Quanto ao conteúdo, no impresso do dia 24 de dezembro de 1919, o "Diário da Manhã" realçou o convite para a missa em comemoração, no dia 25, das Bodas de Prata do governador Bernardino Monteiro e sua esposa, Inah Goulart Monteiro. Também deu ênfase à festa “Natal dos pobres”, idealizada pela primeira-dama do Estado, com distribuição de “roupas, bombons, brinquedos e dinheiro às crianças desprotegidas” e em outra matéria mencionou a educadora Maria de Menezes, encarregada de instruir os índios do aldeamento de Pancas. Por fim, o destaque foi para o início da iluminação pública em Argolas, Vila Velha, além de um inusitado caso de agressão na Vila Rubim, em Vitória, onde um cidadão espancou a própria sogra com um pedaço de lenha e acabou preso.

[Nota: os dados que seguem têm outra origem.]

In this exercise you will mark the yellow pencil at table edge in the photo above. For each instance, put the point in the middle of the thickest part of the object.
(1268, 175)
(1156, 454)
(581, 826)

Na edição do Natal, a preocupação devido ao assassinato ocorrido na Estação de Fundão diferiu do “júbilo” da população de Alegre, que estava em festa pela elevação do seu território “à categoria de cidade”. Não havia “Black Friday”, mas as promoções já ocupavam suas páginas: a “Casa Pan-Americano” anunciava brinquedos e artigos de fantasia “a preços de fim de ano” e a loja “Morgadinha” prometia “preços baratíssimos” para chapéus e meias. O mesmo fazia a “Casa Prado”, de Colatina, e sua “grande venda de ocasião, que terminará em 20 de janeiro”.

Entre notícias corriqueiras e propagandas de fim de ano, o noticiário de dezembro de 1919 ficaria marcado pelas tensas articulações visando à sucessão do governador Bernardino Monteiro, uma similaridade com o atual mês, período no qual as manchetes foram dominadas pela estranha eleição antecipada na Assembleia Legislativa e por assuntos políticos de âmbito nacional e internacional.

Na primeira edição pós-natal do "Diário da Manhã", no dia 27, o governador do Espírito Santo, por meio do decreto nº 3.706 e em homenagem ao dia do Natal, perdoou e reduziu para metade algumas penas de sentenciados, atitude semelhante ao indulto natalino concedido pelo presidente da República. No entanto, a informação centenária mais próxima do presente é a referência do periódico ao alto custo de vida, já considerado um dos principais problemas sociais naquele tempo e que segue atormentando a vida da maioria dos brasileiros.